Schwan joined the Roche Group in 1993 as a trainee and has stayed with the company ever since.

== Early life and education==
Severin Schwan graduated from the Akademisches Gymnasium Innsbruck and then studied economics at the University of Innsbruck, University of York, and University of Oxford as well as law at the University of Innsbruck. He completed both subjects in 1991 with a master's degree and acquired the title Mag. iur. and Mag. rer. soc. oec. He then obtained his Doctorate in Law in 1993.

== Career ==
Schwan started his career as a trainee at the Roche office in Basel, Switzerland. He has worked in a number of positions across the globe for Roche. He was appointed CEO of the Roche Group at its Annual General Meeting on 4 March 2008, replacing Franz B. Humor. Previously, Schwan was managing director of Roche's Diagnostics Division.

He has been a member of the Board of Directors of Roche Holding AG since 2013. At the Annual General Meeting on 14 March 2023, he was elected chairman of the Board of Directors, succeeding Christoph Franz.
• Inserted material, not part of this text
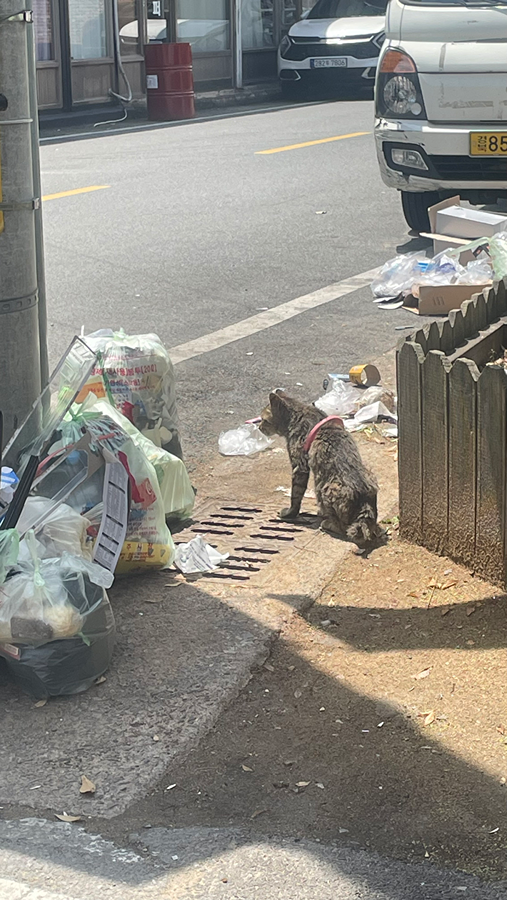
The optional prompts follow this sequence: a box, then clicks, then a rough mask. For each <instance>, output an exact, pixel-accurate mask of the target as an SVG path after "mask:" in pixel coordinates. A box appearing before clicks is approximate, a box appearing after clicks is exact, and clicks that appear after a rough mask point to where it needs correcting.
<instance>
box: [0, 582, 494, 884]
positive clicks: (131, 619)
mask: <svg viewBox="0 0 507 900" xmlns="http://www.w3.org/2000/svg"><path fill="white" fill-rule="evenodd" d="M159 577H160V576H159ZM150 581H152V579H150V578H146V577H144V578H138V579H132V580H131V581H130V582H129V583H128V590H127V592H125V589H124V590H123V592H122V596H121V597H120V595H119V592H117V593H116V598H115V599H116V603H115V612H116V615H117V618H118V625H119V635H120V640H119V647H118V651H117V654H116V657H115V659H114V663H113V666H112V669H111V672H110V673H109V674H108V681H107V683H106V685H103V686H102V689H103V690H104V688H105V689H106V691H107V692H106V693H102V694H101V693H100V688H97V689H94V690H92V691H90V692H88V694H85V695H81V696H80V697H76V698H68V699H65V700H58V701H52V702H51V703H49V704H48V706H47V707H45V708H44V709H37V710H34V709H33V705H32V704H31V702H30V701H28V700H27V699H26V698H24V697H20V696H19V695H18V694H17V691H16V689H15V688H12V687H9V688H8V689H4V688H2V689H1V692H2V693H1V701H2V707H3V710H4V716H3V718H4V727H3V728H2V731H3V741H2V742H3V762H2V770H3V772H4V777H5V773H6V771H7V770H8V769H9V767H10V769H11V775H12V776H13V777H14V779H16V777H17V774H16V773H17V771H18V769H19V765H18V764H19V763H20V762H23V768H22V772H21V775H22V777H23V778H24V777H25V774H24V773H25V769H26V764H27V760H26V756H27V751H28V756H29V758H28V764H31V765H32V769H31V771H32V772H33V773H34V772H37V778H40V779H41V780H43V781H46V779H48V778H50V776H51V778H53V776H54V779H53V786H54V789H55V791H56V786H57V785H58V782H59V780H61V779H62V778H64V779H65V778H68V775H69V772H70V773H71V776H72V778H75V776H76V773H78V772H80V771H85V772H86V773H87V774H88V775H90V776H95V777H96V773H97V770H98V769H100V767H101V766H102V775H101V776H99V777H97V784H98V785H99V786H100V788H101V789H102V790H105V789H106V788H108V789H112V785H113V781H112V780H111V779H114V780H115V782H116V786H117V783H118V782H119V781H120V782H121V781H123V782H125V787H124V790H127V791H132V796H133V797H135V796H137V797H139V796H142V795H143V794H146V792H147V791H148V790H149V789H150V783H151V785H152V784H153V779H156V778H161V775H162V772H163V770H164V769H166V770H167V769H169V774H168V775H167V776H165V777H164V778H163V779H162V780H160V782H159V784H158V786H157V787H156V788H155V789H154V790H152V793H151V795H150V796H149V797H148V798H146V799H143V800H138V801H137V802H135V803H134V804H133V805H131V806H130V807H129V808H128V809H124V810H123V811H122V815H121V816H120V817H118V818H117V819H111V818H110V819H108V820H101V821H99V822H98V820H97V818H96V812H95V809H94V799H91V800H90V801H89V803H88V807H87V809H88V810H89V812H88V815H93V816H94V820H93V823H91V825H90V827H91V828H92V829H93V830H94V831H96V830H97V827H98V825H99V824H100V829H101V833H102V834H105V835H106V836H107V837H108V838H110V839H112V840H114V842H115V844H116V846H117V847H118V846H121V845H123V846H124V842H125V841H127V840H128V836H129V835H130V834H131V833H132V832H135V831H138V830H139V828H141V827H142V825H143V824H145V823H148V824H150V826H152V827H154V826H157V825H158V826H170V827H171V829H175V831H174V833H173V836H172V837H171V835H170V834H166V836H165V838H164V839H163V840H164V841H166V842H167V846H168V847H169V848H171V846H172V844H171V842H174V841H175V840H178V829H181V828H184V829H188V828H190V829H191V828H195V827H200V826H206V827H209V826H213V827H214V828H220V829H223V828H225V829H230V828H233V829H235V830H239V831H238V833H239V837H238V839H237V840H236V844H237V843H238V841H239V844H240V845H250V844H258V843H259V841H260V840H262V841H264V840H265V839H266V840H268V843H269V840H271V837H272V836H273V835H277V836H281V837H282V839H285V840H292V841H294V842H296V843H298V842H300V841H301V840H307V839H308V840H310V841H317V842H318V841H322V842H326V844H333V843H334V842H336V844H337V846H338V848H339V849H338V851H337V855H336V857H333V865H334V866H335V867H336V868H337V869H340V867H341V866H342V865H343V866H345V868H346V869H347V874H348V875H353V874H354V871H353V869H354V864H353V859H354V857H353V856H350V855H349V856H347V853H346V848H347V847H348V848H349V849H350V848H353V849H355V850H360V849H366V850H368V851H371V850H374V851H377V852H379V853H381V854H385V855H387V856H391V857H394V858H397V859H405V860H406V859H408V860H410V861H417V863H421V862H422V863H424V860H425V859H430V860H432V861H433V862H437V863H443V864H446V865H452V866H456V867H457V868H460V869H463V870H468V871H474V872H475V873H476V874H479V875H483V876H486V877H493V878H505V876H506V873H507V869H506V862H505V853H506V850H507V843H506V838H505V835H506V833H507V803H506V797H507V795H506V789H505V788H504V787H502V786H501V784H499V783H498V782H497V781H496V780H495V779H494V778H493V777H490V776H489V775H488V774H486V773H485V772H483V771H481V770H480V769H478V768H477V767H475V766H474V765H472V764H470V763H468V762H467V761H466V760H464V759H460V758H457V757H455V756H453V755H452V754H450V753H449V752H447V751H446V750H445V749H444V748H443V746H442V745H441V744H440V743H439V742H438V741H437V740H434V739H432V738H431V737H430V736H429V735H428V734H427V733H424V734H423V733H421V730H420V728H419V727H417V726H416V725H415V724H414V722H413V721H411V720H410V719H408V718H407V716H406V715H405V714H404V712H403V711H402V710H400V708H398V707H397V706H394V705H391V704H389V703H386V701H385V699H384V698H383V694H384V687H383V685H382V684H376V683H372V680H371V678H370V677H369V676H370V674H371V673H369V670H368V665H369V662H368V652H369V651H370V650H373V649H375V650H378V649H385V650H390V651H396V650H397V649H399V648H400V647H407V646H413V647H414V648H420V647H422V646H424V647H442V646H450V645H449V642H448V640H447V639H446V637H445V635H443V634H442V631H441V628H440V625H441V622H442V617H441V611H440V610H435V611H434V613H433V611H431V610H430V611H429V616H428V614H426V615H425V620H424V621H425V624H424V634H422V633H421V631H420V626H421V621H420V613H421V611H420V610H410V611H404V612H400V611H393V610H388V611H385V610H381V612H382V619H381V624H380V626H379V624H378V620H377V619H374V620H373V619H370V620H369V613H370V610H363V609H361V610H359V609H355V608H353V607H350V608H346V609H333V610H332V615H331V614H330V610H329V607H325V611H326V616H327V618H331V617H333V618H334V617H336V618H337V619H339V622H340V631H339V635H340V640H343V641H347V642H350V644H352V645H354V646H355V647H357V648H359V649H361V650H363V651H364V654H365V655H364V676H365V689H364V692H359V691H357V690H355V689H352V688H351V687H350V685H349V684H347V670H346V665H342V667H341V668H340V669H339V670H336V671H333V672H332V674H329V673H328V674H325V673H324V672H323V663H324V661H325V659H326V658H327V657H328V656H329V655H330V653H331V652H332V649H333V647H334V645H335V642H336V638H335V637H333V636H332V635H331V634H329V633H328V632H325V631H324V630H319V629H318V628H314V629H312V634H311V635H310V636H309V634H308V628H309V626H308V624H307V623H306V622H305V621H304V620H303V619H299V618H297V617H296V618H295V619H294V620H293V625H292V626H291V627H292V630H293V631H294V634H293V635H292V636H291V638H290V640H287V639H285V638H282V639H280V640H279V641H278V642H277V643H276V644H274V645H273V650H272V654H271V657H270V660H269V664H268V667H266V666H263V667H261V668H260V669H258V670H257V672H256V676H255V678H253V679H252V680H251V681H250V682H249V683H247V684H246V686H245V687H243V686H244V685H245V682H247V678H248V674H245V673H247V672H248V670H249V669H250V668H251V665H254V664H255V656H257V661H258V662H259V661H260V659H259V657H260V658H261V659H262V658H263V657H264V656H265V652H261V650H262V647H261V645H262V646H265V645H266V641H267V640H268V639H269V635H268V631H267V630H266V628H265V625H259V621H260V616H259V615H258V610H259V604H260V603H262V600H259V598H258V597H257V598H250V600H249V599H248V595H247V592H245V599H244V600H238V601H237V605H238V606H239V605H240V604H242V609H241V610H240V609H238V608H235V606H234V603H233V601H234V602H235V601H236V600H237V598H233V597H232V596H231V595H229V596H230V600H229V601H228V602H225V601H220V600H218V599H217V598H216V597H214V596H211V595H209V594H206V593H205V592H204V591H203V590H202V589H199V590H196V589H194V588H191V587H185V586H183V587H181V588H179V589H177V590H172V591H169V596H168V597H166V598H165V600H164V602H162V603H157V604H153V605H149V604H146V605H144V600H145V599H146V597H147V596H148V593H149V591H150V588H149V587H148V593H147V584H148V585H149V583H150ZM125 587H126V585H125ZM125 593H126V594H127V595H125ZM271 597H272V598H273V597H274V598H275V599H276V600H277V601H279V602H280V603H282V604H283V605H284V606H285V608H286V609H287V611H288V615H289V616H290V615H291V613H290V610H291V608H292V607H294V608H296V607H298V606H300V605H301V597H299V596H296V595H288V596H286V595H277V594H272V595H271ZM268 598H269V595H267V597H266V599H268ZM315 609H316V614H317V615H318V614H319V607H318V606H317V607H316V608H315ZM505 609H506V599H505V598H501V599H500V600H496V599H493V598H491V599H490V600H488V601H487V602H486V603H485V604H484V608H483V614H484V616H485V617H486V618H487V622H488V634H489V633H491V639H490V643H489V644H488V643H486V645H485V646H495V647H499V646H502V647H504V646H505V645H506V643H507V627H506V625H505ZM140 612H142V613H143V616H142V621H141V622H140V621H139V613H140ZM450 614H451V615H454V611H453V612H452V613H450ZM256 618H257V619H258V620H259V621H256ZM148 620H149V621H148ZM368 620H369V621H368ZM408 624H410V625H411V628H410V630H408V629H406V628H405V626H406V625H408ZM474 627H475V625H474ZM477 627H479V626H477ZM480 627H482V625H481V626H480ZM259 628H261V629H262V630H263V634H262V639H261V641H260V644H259V642H258V635H256V633H255V632H256V630H257V629H259ZM298 629H299V630H298ZM256 641H257V644H256ZM249 645H250V651H249V652H250V657H249V656H248V653H247V655H246V656H245V655H244V651H245V647H246V648H247V649H248V646H249ZM253 645H255V646H256V649H255V647H254V649H253V650H252V647H253ZM452 646H453V647H454V646H456V643H453V644H452ZM460 649H466V647H460ZM238 653H239V654H240V656H241V654H243V655H242V656H241V665H240V667H239V668H237V658H238V657H237V655H238ZM248 659H250V661H251V664H250V665H248V666H245V661H246V660H248ZM396 665H397V658H396V653H395V652H393V654H392V666H393V671H394V670H395V668H396ZM235 667H236V671H235ZM228 671H229V673H232V674H231V677H230V679H229V683H228V688H227V691H226V692H225V693H224V694H223V696H222V700H223V703H222V705H219V706H216V705H209V697H210V692H211V695H213V694H214V693H216V691H217V690H218V689H219V683H220V680H222V679H224V677H226V674H227V672H228ZM233 675H234V677H233ZM241 688H243V690H242V691H241V693H239V696H236V695H238V692H239V691H240V689H241ZM235 696H236V699H234V697H235ZM231 701H232V702H231ZM99 706H100V707H101V709H100V711H98V707H99ZM6 707H7V711H8V716H7V717H5V709H6ZM224 707H225V711H222V712H221V709H223V708H224ZM175 713H177V714H176V715H175ZM218 714H219V715H218ZM217 715H218V719H217ZM16 718H17V722H16ZM213 721H214V722H215V724H214V726H213V727H212V728H211V731H209V733H207V734H206V731H207V730H208V729H209V728H210V726H212V725H213ZM155 733H157V734H159V735H160V737H161V741H160V747H159V743H156V744H155V745H154V744H153V735H154V734H155ZM203 734H204V737H202V735H203ZM28 736H30V739H29V740H28ZM48 736H49V737H48ZM134 736H135V737H134ZM199 738H202V739H201V741H200V743H199ZM192 745H193V746H194V748H195V749H194V752H192V753H189V752H188V751H189V749H190V747H191V746H192ZM154 747H155V748H156V749H157V752H156V753H154V752H153V748H154ZM160 750H162V751H163V752H160ZM41 751H42V752H41ZM183 751H185V757H182V756H181V753H182V752H183ZM18 755H19V757H24V759H23V760H21V759H19V758H18ZM178 759H180V760H181V761H180V762H179V761H178ZM16 760H17V762H16ZM33 777H34V776H33V775H32V780H33ZM107 779H109V781H107ZM169 782H170V783H174V784H176V787H175V788H174V789H172V790H170V791H167V790H166V787H167V785H168V783H169ZM133 784H134V789H133V790H132V785H133ZM108 786H109V787H108ZM76 794H77V790H76ZM4 795H5V789H4V790H3V791H2V796H3V797H4ZM48 796H50V795H48V794H47V793H46V794H45V797H46V798H47V797H48ZM97 797H99V792H98V793H97ZM46 805H47V806H49V807H51V806H52V804H51V803H47V801H46ZM41 808H42V807H41ZM58 811H61V810H60V808H59V809H58ZM68 811H69V810H68ZM8 814H9V815H14V817H16V810H10V811H8ZM22 814H23V815H25V816H26V815H27V812H26V807H25V809H24V810H23V813H22ZM3 815H4V817H6V812H4V813H3ZM17 815H19V812H18V813H17ZM63 828H64V830H62V835H63V838H62V842H61V846H60V847H59V845H58V843H57V842H56V843H55V842H52V843H50V844H49V845H48V842H47V841H46V843H45V844H44V842H42V843H41V844H40V846H39V842H38V840H37V835H34V836H33V837H34V839H33V840H31V841H30V855H31V856H33V858H37V856H38V855H39V854H42V853H43V854H44V856H43V858H44V859H47V858H50V859H52V860H53V862H54V863H58V864H62V853H63V850H62V846H63V844H65V845H66V846H67V856H66V857H65V855H64V856H63V859H64V862H63V865H67V866H69V867H76V868H81V867H84V870H85V871H88V872H92V871H95V869H94V866H95V861H94V859H93V856H90V857H89V862H88V861H85V862H83V858H84V856H83V855H81V856H79V855H77V854H76V855H75V856H74V857H73V856H72V854H71V852H70V849H69V848H71V845H72V839H71V838H65V835H73V834H74V830H73V829H74V826H63ZM41 834H42V831H41ZM164 834H165V833H164ZM10 840H11V839H10V838H9V837H8V834H7V831H6V823H3V824H2V826H1V828H0V847H1V846H3V847H4V848H7V849H12V848H11V844H10ZM140 841H142V845H144V846H146V843H147V842H148V838H147V837H145V836H144V834H143V837H142V838H140ZM221 841H222V838H221V839H220V840H219V839H218V836H217V842H216V843H215V844H214V843H213V841H212V840H210V841H204V842H202V843H200V842H197V843H196V841H195V840H190V839H189V840H188V842H187V844H186V847H184V846H181V847H180V848H179V851H178V852H177V853H176V854H173V855H177V857H178V859H177V861H176V860H173V859H172V857H171V858H169V857H168V859H167V862H166V864H167V865H168V866H170V867H171V868H180V867H182V866H186V865H190V864H191V863H194V862H202V861H203V860H205V859H206V858H207V857H208V856H209V857H211V856H214V855H216V854H217V853H219V852H221V850H222V849H223V847H222V844H221ZM312 846H313V847H314V849H315V847H318V843H317V844H313V845H312ZM42 847H44V849H43V850H42V849H41V848H42ZM312 852H313V851H312ZM316 852H317V851H316ZM318 852H320V851H318ZM344 853H345V857H346V859H345V858H343V859H342V857H343V854H344ZM344 859H345V861H343V860H344ZM358 859H359V857H358ZM328 862H329V860H328ZM361 865H362V864H361ZM428 866H430V864H428ZM416 871H417V872H418V871H419V870H418V869H417V870H416ZM430 871H433V870H432V869H430ZM382 872H383V873H384V874H383V875H382V874H381V873H382ZM379 873H380V874H379ZM356 874H357V873H356ZM152 876H153V871H152V870H151V869H149V870H146V869H145V868H143V869H142V871H141V870H140V867H138V866H128V867H127V866H124V867H123V870H122V882H123V883H125V884H126V885H136V884H140V883H142V882H143V881H144V880H146V878H151V877H152ZM360 876H361V879H363V880H364V882H365V883H367V884H369V887H370V889H372V890H373V889H375V890H379V891H384V890H387V887H388V888H389V889H388V891H387V895H386V896H388V897H389V898H390V900H407V894H406V886H402V885H401V884H400V885H399V886H397V885H396V884H390V885H389V886H387V885H386V877H385V869H384V868H382V867H380V869H378V868H375V867H373V868H371V869H369V868H368V866H363V870H362V871H361V872H360ZM104 877H107V878H111V879H113V880H117V879H118V872H117V871H111V873H109V872H106V873H104ZM417 877H419V876H417ZM488 890H489V889H486V888H484V889H483V890H482V893H479V894H477V895H476V896H477V897H478V898H479V897H484V898H486V897H487V896H489V894H488ZM412 896H414V897H415V896H418V895H417V894H416V893H415V892H414V894H413V895H412ZM421 896H428V898H429V897H433V896H435V895H434V894H431V893H429V894H427V895H425V894H424V893H423V894H422V895H421ZM438 896H440V895H438ZM467 896H471V894H470V893H469V894H467ZM474 896H475V895H474Z"/></svg>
Thomas Schinecker became Schwan's successor as CEO.

From 2014 to 2022, he was a member of the board of directors of Credit Suisse, and from 2017 its vice chairman. He stepped down from the position of vice-chair in March 2022.

== Memberships ==
He was on the board at Chugai Pharmaceutical Co., Ltd. Schwan has been a member of the International Business Leaders Advisory Council for the Mayor of Shanghai (IBLAC) since 2009 and Vice President since 2022.

From 2016 to 2020, he was Vice President of the International Federation of Pharmaceutical Manufacturers & Associations (IFPMA).

== Personal life ==
Born to an Austrian-German family, Schwan is citizen of both countries. He was also granted Swiss citizenship in 2020. Schwan is married, has three children and lives in the Basel suburb of Riehen.